Yellow police tape now cordons off the drinking place in the South African city of East London where 21 teenagers died in unexplained circumstances.
A forensic team has been going through the site at the Enyobeni Tavern to try to understand what exactly took place.
There were no visible injuries on the bodies of the deceased, the authorities have said, so a crush seems an unlikely explanation.
Some have said the victims were poisoned, but this is not confirmed.
South Africa’s liquor board has said the owners of the tavern would face criminal charges after allegedly breaching licensing agreements.
Some family members of the victims have been gathering at the tavern to try and find out the latest news.
Among them was Xolile Malangeni.
His 17-year-old daughter, Sinako, snuck out of her home on Saturday night but never returned.
“[She] always loved and took care of me when I was ill,” her father told the BBC with tears in his eyes.

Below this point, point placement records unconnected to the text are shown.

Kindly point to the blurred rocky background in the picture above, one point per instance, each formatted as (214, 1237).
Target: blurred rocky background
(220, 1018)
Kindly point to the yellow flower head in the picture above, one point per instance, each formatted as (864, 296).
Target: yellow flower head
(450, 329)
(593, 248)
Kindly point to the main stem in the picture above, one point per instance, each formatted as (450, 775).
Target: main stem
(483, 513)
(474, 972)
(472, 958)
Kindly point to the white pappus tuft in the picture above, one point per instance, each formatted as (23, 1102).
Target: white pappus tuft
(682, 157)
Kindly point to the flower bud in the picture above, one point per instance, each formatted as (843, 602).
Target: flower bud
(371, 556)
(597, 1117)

Alongside her there are 20 other victims in a nearby mortuary. Post-mortem examinations have now been completed but one person remains unidentified and the provincial authorities have called on possible family members to come forward.

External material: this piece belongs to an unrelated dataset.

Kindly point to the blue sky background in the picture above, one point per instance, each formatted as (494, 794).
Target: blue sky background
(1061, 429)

The youngest of those who died was 13 and the oldest was 17, according to Police Minister Bheki Cele – but a detailed list of the victims has not yet been produced.
The minimum drinking age in South Africa is 18, so they should not have been allowed in.
“The venue was packed. Entrance was free… and free alcohol was also being dished out. We started drinking and having fun with others,” a 16-year-old girl who did not want to be named told the BBC.
“Those that were outside were trying to force their way in. Only two bouncers were at the scene to control the crowd. That’s when people started collapsing, they were dropping like flies.
“I thought they were just passing out because they had too much to drink. Many others including myself escaped through the windows. My friends are dead now and we’ve all been left traumatized.”
“They die[d] as they danced. They dance, fall, and die – literally. Others would just feel dizzy, sleep on the sofa, [and] die,” South African website News24 quotes Mr Cele as saying on Monday.
The tavern, a two-storey building, sits amid residential properties in a densely populated area of East London’s Scenery Park Township.
It has been the focus of a lot of community anger, residents said. They had previously complained to the police about the noise and the late opening hours.
It is not clear why there were so many young people there on Saturday night. The owner has been quoted in local media as saying they had come to celebrate the end of school exams, having gone there after a “pens down” party ended elsewhere.
A birthday party was also being held at the tavern.
Two of the victims died either on the way to hospital or in hospital, but the other 19 died inside the venue itself.
They were found slumped over tables or on the floor.
On Monday afternoon, community members gathered in a church hall near the tavern for a subdued prayer service. Between hymns people spoke about the tragedy of parents burying children.
The tavern’s entertainment manager, Promise Matinise, told the BBC that he saw people collapsing one after the other in the early hours of Sunday morning. At first he assumed they had passed out from drinking too much and then realized that some had stopped breathing.
Earlier, he said, bouncers had struggled to control the large crowds that had entered the establishment.
Speaking on Sunday, Oscar Mabuyane, premier of Eastern Cape Province where the tragedy happened, did not give possible reasons for the deaths, but condemned the “unlimited consumption of liquor”.
Visiting the scene, he said: “You can’t just trade in the middle of society like this and think that young people are not going to experiment.”